Planting Hope ha creado una leche de sésamo (ajonjolí) como alternativa a las leches vegetales que requieren mucha agua en su cultivo. Su leche Hope and Sesame ahora está a la venta en los principales supermercados de EE. UU.
Hubo varias granolas en el Desafío. Dos empresas, Nibs etc. y Wildway, reformularon e incluyeron sustituciones de menor impacto, cambiando el azúcar de remolacha por jarabe de arce o azúcar de coco. Konbit está reemplazando casi todos los ingredientes habituales de la granola en su Charoupomuesli, optando por ingredientes diversos y de bajo impacto como la harina de algarroba supra-reciclada (un subproducto de la elaboración del jarabe de algarroba), mijo, sorgo, habas, sésamo (ajonjolí) y avellanas.
Estrategia 2: Menos, pero mejor
El enfoque aquí es incorporar menos de un commodity principal dentro de un producto, para reducir su impacto ambiental. Esto debe ir acompañado de un enfoque de mejora en el abastecimiento de ese commodity, para asegurar que el commodity esté apoyando mejores resultados para la naturaleza. Este es un camino menos transitado, pero no obstante ofrece beneficios, tanto para el impacto en la naturaleza como para los costos.
Ejemplos:
Uproar Food elabora productos que incluyen salchichas y hamburguesas para niños, con una mezcla 50:50 de carne de res y verduras. Al sustituir la mitad de la carne en las hamburguesas por verduras orgánicas, Uproar pudo lograr una mejora del 17% en las métricas de impacto, en comparación con una hamburguesa promedio.

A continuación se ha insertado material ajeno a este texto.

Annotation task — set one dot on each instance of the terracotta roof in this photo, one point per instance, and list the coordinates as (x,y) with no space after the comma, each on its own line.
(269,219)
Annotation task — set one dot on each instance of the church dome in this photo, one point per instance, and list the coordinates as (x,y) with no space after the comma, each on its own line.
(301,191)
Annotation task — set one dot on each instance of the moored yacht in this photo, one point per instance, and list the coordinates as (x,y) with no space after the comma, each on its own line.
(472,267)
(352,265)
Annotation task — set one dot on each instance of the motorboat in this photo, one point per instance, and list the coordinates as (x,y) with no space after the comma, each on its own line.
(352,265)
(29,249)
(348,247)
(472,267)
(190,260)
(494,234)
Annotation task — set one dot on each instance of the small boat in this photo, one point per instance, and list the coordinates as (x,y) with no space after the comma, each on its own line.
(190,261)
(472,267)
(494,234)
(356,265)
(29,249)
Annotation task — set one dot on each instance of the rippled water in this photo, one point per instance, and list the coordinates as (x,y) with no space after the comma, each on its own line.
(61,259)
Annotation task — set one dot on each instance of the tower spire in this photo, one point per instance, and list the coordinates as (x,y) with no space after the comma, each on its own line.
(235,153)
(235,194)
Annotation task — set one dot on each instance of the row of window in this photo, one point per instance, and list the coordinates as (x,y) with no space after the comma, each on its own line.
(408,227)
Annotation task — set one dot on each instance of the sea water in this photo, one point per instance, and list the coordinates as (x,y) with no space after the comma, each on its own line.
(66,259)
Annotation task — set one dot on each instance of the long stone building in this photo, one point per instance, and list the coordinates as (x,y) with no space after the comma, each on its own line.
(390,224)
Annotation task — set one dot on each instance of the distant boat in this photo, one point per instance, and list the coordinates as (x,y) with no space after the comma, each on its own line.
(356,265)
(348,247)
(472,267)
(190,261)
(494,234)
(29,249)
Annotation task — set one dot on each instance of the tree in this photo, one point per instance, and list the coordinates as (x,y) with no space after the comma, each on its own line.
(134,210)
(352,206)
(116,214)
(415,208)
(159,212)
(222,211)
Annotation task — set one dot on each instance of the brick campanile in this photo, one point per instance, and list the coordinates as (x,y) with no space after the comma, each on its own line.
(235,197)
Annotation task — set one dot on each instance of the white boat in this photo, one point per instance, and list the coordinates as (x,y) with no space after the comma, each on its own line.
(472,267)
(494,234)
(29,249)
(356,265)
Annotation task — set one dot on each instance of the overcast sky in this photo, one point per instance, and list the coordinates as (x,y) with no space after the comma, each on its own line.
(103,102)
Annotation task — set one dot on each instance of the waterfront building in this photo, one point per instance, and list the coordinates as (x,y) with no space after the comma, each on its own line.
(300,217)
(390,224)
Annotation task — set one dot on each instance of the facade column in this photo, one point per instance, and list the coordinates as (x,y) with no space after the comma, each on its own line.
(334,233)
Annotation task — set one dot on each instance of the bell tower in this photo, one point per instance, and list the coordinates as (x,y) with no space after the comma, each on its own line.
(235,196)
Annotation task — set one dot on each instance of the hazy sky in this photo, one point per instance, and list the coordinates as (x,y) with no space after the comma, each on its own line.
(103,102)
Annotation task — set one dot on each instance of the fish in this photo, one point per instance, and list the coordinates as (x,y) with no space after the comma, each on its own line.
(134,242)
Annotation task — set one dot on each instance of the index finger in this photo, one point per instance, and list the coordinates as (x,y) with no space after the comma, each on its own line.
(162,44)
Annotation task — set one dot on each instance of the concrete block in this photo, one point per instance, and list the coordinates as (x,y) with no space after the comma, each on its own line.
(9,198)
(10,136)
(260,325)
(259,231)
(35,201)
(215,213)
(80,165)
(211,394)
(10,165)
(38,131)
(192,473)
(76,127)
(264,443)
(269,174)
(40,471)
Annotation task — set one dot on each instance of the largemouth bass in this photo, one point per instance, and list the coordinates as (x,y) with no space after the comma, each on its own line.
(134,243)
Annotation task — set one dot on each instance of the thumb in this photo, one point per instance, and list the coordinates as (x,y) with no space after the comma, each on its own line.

First Milk produce queso bajo la marca Golden Hooves. Paga una prima a los 700 agricultores que le suministran leche por practicar la agricultura regenerativa, e incentiva la producción de calidad sobre el rendimiento, lo que significa que puede usar menos leche para hacer sus quesos. Este enfoque permite a los agricultores operar de maneras que nutren la salud del suelo y la biodiversidad, al tiempo que reducen las emisiones de carbono.